Olivier Bourque
Argent
Lorsque Félix Baumgartner s'est montré le bout du nez hors de sa capsule, ils étaient huit millions d'internautes à suivre l'événement sur YouTube, sans compter les autres, qui ont vu l'exploit à la télévision ou qui l'ont lu dans la presse écrite. À 39 000 m dans les airs, là où l'on peut voir la rondeur de la terre, trônait le taureau rouge de Red Bull.
Difficile de savoir si un exploit comme celui de l'Autrichien marquera l'histoire avec un grand H, mais pour l'instant, l'impact est instantané. Tous les grands médias ont couvert largement l'événement (notamment par les grands réseaux américains comme CNN), reporté trois fois, avec comme climax cette chute insensée dans la stratosphère filmée de haut par une caméra sur la capsule.

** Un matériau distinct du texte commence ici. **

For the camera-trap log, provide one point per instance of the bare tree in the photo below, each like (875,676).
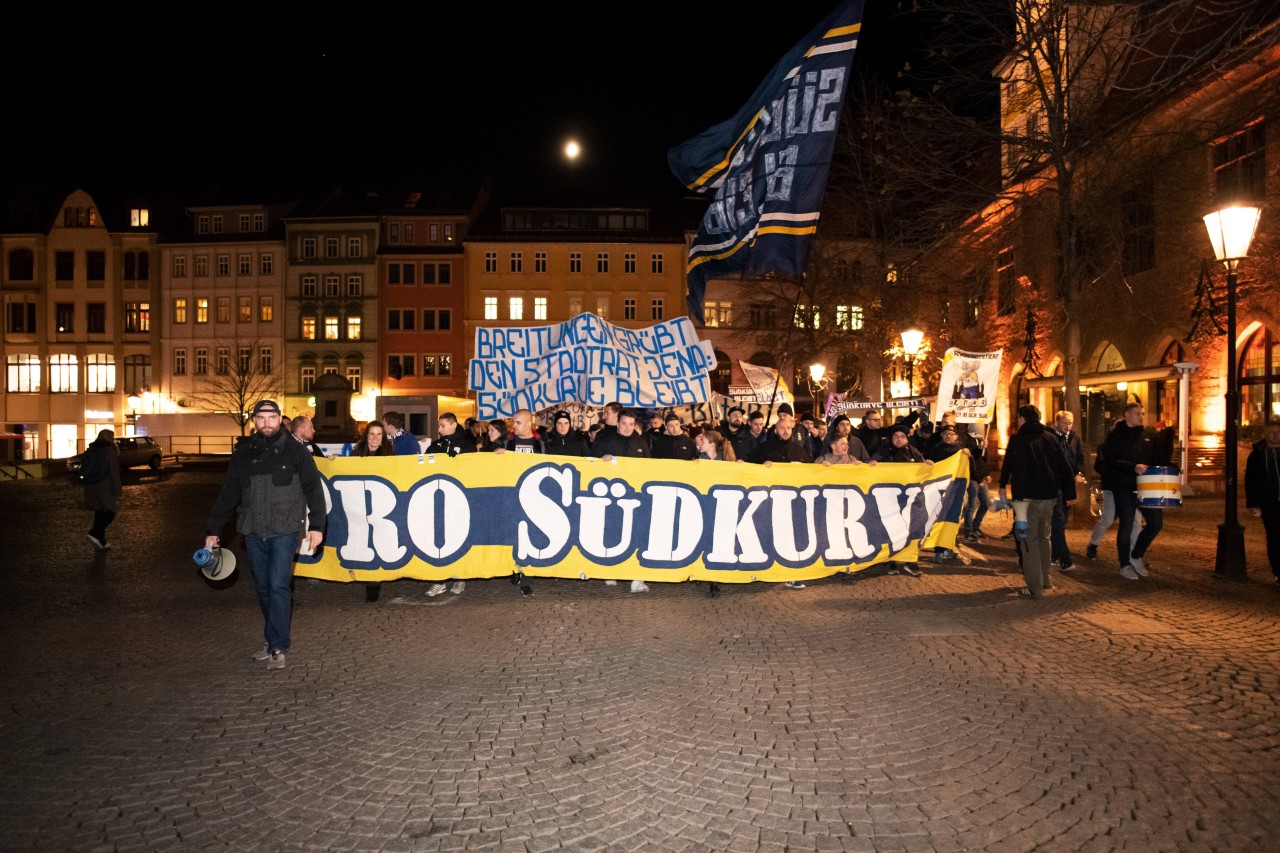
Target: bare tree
(1075,131)
(240,378)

C'est donc la marque Red Bull qui devrait être la première bénéficiaire. Son logo peu connu il y a quelques années est devenu un incontournable dans le monde du sport et même davantage.
«Il s'agit probablement d'un coup de génie de la part de Red Bull, car la marque se spécialisait dans les sports extrêmes, le non-conventionnel, mais là il s'est ajouté une touche scientifique à toute l'aventure et c'est pour ça que les médias généralistes ont suivi l'événement», a avancé Luc Dupont, professeur de marketing et communication à l'Université d'Ottawa.
Selon lui, Red Bull a peut-être même repoussé le saut de M. Baumgartner afin de créer un réel suspense. «Je m'avance ici, mais c'est une possibilité qu'on ait décidé d'étirer la sauce», a-t-il dit.
Difficile de connaître les retombées de ce Red Bull Stratos, car l'entreprise est privée et ne partage pas ses chiffres. Certains avancent toutefois qu'elles pourraient atteindre le 1 milliard $, si l'on considère la visibilité mondiale dont a bénéficié l'exploit, et donc l'entreprise.
Ce n'est pas le premier coup fumant de l'entreprise en matière de sport extrême. Red Bull investit 15 % de ses revenus dans plusieurs événements sportifs d'importance (Crash Ice à Québec, les Air Race, le ski extrême, etc.), ce qui représente environ 800 millions $ CAN.
Elle a notamment plusieurs billes dans le plus «glamour» des sports planétaires, la F1, avec un succès indéniable. L'écurie Red Bull Racing est championne mondiale en 2009 et 2010 et le coureur allemand Sebastian Vettel trône sur le classement mondial en 2010 et 2011.
De plus, Red Bull est le commanditaire principal de plusieurs autres vedettes mondiales comme Lindsay Vonn (ski alpin) et Sébastien Loeb (rallye automobile).
L'énigmatique M. Mateschitz
Le maître d'œuvre de cette stratégie, c'est Dietrich Mateschitz, un autre Autrichien, dont la fortune s'élève à 5,4 milliards $ (193e fortune mondiale).
Fondateur de Red Bull, il possède encore 49 % de l'entreprise. Plutôt discret, il est peu disert sur les chiffres de son entreprise, mais sa stratégie est claire : Red Bull incarne la vitesse, la jeunesse, la vie à 100 milles à l'heure.
«Il a réussi à rendre cette marque attrayante, malgré le fait que le produit soit encore controversé. Les boissons énergisantes sont interdites dans certains pays d'Europe. Mais je crois que cela contribue à la mystique de Red Bull : c'est interdit, donc c'est excitant. Cela plaît à beaucoup de consommateurs», croit M. Dupont.